The exemption clause seems to have withstood the battering of time. Like the previous bills, the 2022 Bill has also empowered the Union Government to exempt instrumentalities of the State from the application of the bill.
The Bill demands that the data principal should comply with all the provisions of the applicable laws while exercising rights under provisions of the Bill. This genuinely seems like a considerable demand from Indian users, who to a large extent seem ignorant of the existing legal framework.
Interestingly, it seems that the exemption clause has relaxed the standard of safeguard to be provided by the instrumentalities of the government. The 2019 Bill, under the proviso of its Clause 35, had recommended that though agencies of the government are exempted from the provisions of the bill, yet they have to provide such procedures, safeguards and oversight mechanisms as may be prescribed for the processing of personal data. The definition of “such procedure” was later added on by the 2021 Joint Parliamentary Committee report in its Recommendation no. 56 as “just, fair, reasonable and proportionate procedure”. As per the new section under the bill (Clause 18), the standards will be set by the Board.
Scope for ADR
Another key feature of the Bill is its introduction of alternative dispute resolution (‘ADR’) in cases in which the Data Protection Board deems it to be fit that the matters between the parties can be settled through ADR mechanism.

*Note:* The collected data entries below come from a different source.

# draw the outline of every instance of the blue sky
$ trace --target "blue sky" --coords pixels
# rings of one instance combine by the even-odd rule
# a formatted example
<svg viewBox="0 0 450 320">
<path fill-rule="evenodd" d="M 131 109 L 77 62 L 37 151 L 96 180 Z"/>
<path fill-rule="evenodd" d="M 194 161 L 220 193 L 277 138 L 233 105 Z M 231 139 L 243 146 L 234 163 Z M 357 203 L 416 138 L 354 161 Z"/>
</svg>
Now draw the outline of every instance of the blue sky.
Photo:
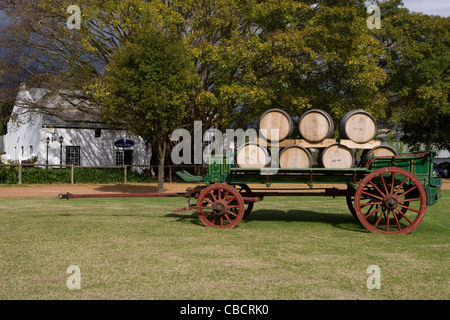
<svg viewBox="0 0 450 320">
<path fill-rule="evenodd" d="M 450 17 L 450 0 L 403 0 L 409 11 Z"/>
</svg>

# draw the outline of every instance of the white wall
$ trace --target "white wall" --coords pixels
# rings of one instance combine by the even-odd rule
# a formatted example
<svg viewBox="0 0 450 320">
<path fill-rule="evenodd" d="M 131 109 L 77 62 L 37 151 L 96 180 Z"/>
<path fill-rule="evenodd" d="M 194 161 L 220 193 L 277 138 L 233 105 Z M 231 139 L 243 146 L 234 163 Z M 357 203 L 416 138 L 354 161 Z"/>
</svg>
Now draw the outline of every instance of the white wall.
<svg viewBox="0 0 450 320">
<path fill-rule="evenodd" d="M 62 144 L 62 163 L 66 163 L 66 146 L 80 147 L 80 165 L 81 166 L 115 166 L 115 152 L 123 150 L 117 148 L 114 142 L 119 139 L 130 139 L 134 146 L 127 148 L 133 150 L 134 165 L 149 165 L 151 157 L 151 148 L 140 137 L 128 134 L 125 131 L 112 132 L 105 129 L 101 130 L 101 137 L 95 137 L 95 129 L 61 129 L 42 128 L 40 130 L 41 144 L 38 153 L 38 162 L 46 163 L 47 160 L 47 137 L 50 137 L 49 143 L 49 164 L 60 164 L 61 144 L 59 137 L 64 138 Z"/>
<path fill-rule="evenodd" d="M 434 158 L 434 163 L 439 164 L 443 162 L 450 162 L 450 152 L 447 150 L 439 151 Z"/>
<path fill-rule="evenodd" d="M 31 97 L 27 91 L 21 91 L 18 99 L 26 101 Z M 13 108 L 12 119 L 4 136 L 5 153 L 13 161 L 31 159 L 39 149 L 41 116 L 35 112 L 25 112 L 19 104 Z"/>
<path fill-rule="evenodd" d="M 22 162 L 37 156 L 38 164 L 61 163 L 61 144 L 59 137 L 64 138 L 62 144 L 62 164 L 66 163 L 66 147 L 80 147 L 81 166 L 115 166 L 117 150 L 123 150 L 114 145 L 119 139 L 130 139 L 134 145 L 127 150 L 133 150 L 134 165 L 149 165 L 151 147 L 141 137 L 130 135 L 125 131 L 101 130 L 101 137 L 95 137 L 95 129 L 43 128 L 42 115 L 30 112 L 28 105 L 33 103 L 29 91 L 20 90 L 16 105 L 13 108 L 11 120 L 8 122 L 8 132 L 4 136 L 4 151 L 10 160 Z"/>
</svg>

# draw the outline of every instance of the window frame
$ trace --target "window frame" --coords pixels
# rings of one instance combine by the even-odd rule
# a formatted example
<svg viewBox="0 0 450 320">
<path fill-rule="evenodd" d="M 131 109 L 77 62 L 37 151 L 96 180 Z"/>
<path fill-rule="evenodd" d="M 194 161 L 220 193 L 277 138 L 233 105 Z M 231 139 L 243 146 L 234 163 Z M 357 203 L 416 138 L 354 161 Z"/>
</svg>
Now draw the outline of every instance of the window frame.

However, it will be imperative for the Data Protection Board of India to release a set of guidelines so that the parties opting for the ADR mechanism are well aware about the procedure which is going to be followed. A similar kind of mechanism is present in the EUGDPR, Article 65 of which provides for derogation in case the permission is granted for opting ADR.
It has been a little over five years since the right to privacy judgment has come out. With a lot of optimism, India too had an expectation that personal data protection will soon be provided through a functional mechanism. However, legislative procrastination is turning out to be lethal from the perspective of digital dignity.
There are several interested parties in the data protection mechanism, especially in light of the fact that India is attempting to create a self-reliant India which demands a free flow of data. A relaxed data protection regime will probably ensure an ambience of a sandbox culture with the interoperability of millions of data sets. On those lines, the 2022 Bill seems to be an industry-friendly bill.
However, it has to be remembered that the real principle of data protection is about acknowledging ‘data ownership’ of the data principal, and the creation of a genuine, independent body that works as an arbitrator between private service providers, the government and users towards ensuring protection of personal data. In the absence of an independent body, the power-disparity which was there between private corporations and users shifts to between the government and users.
All said and done, it needs to be remembered that the present bill is still in its consultative stage, and is open to comments from the public.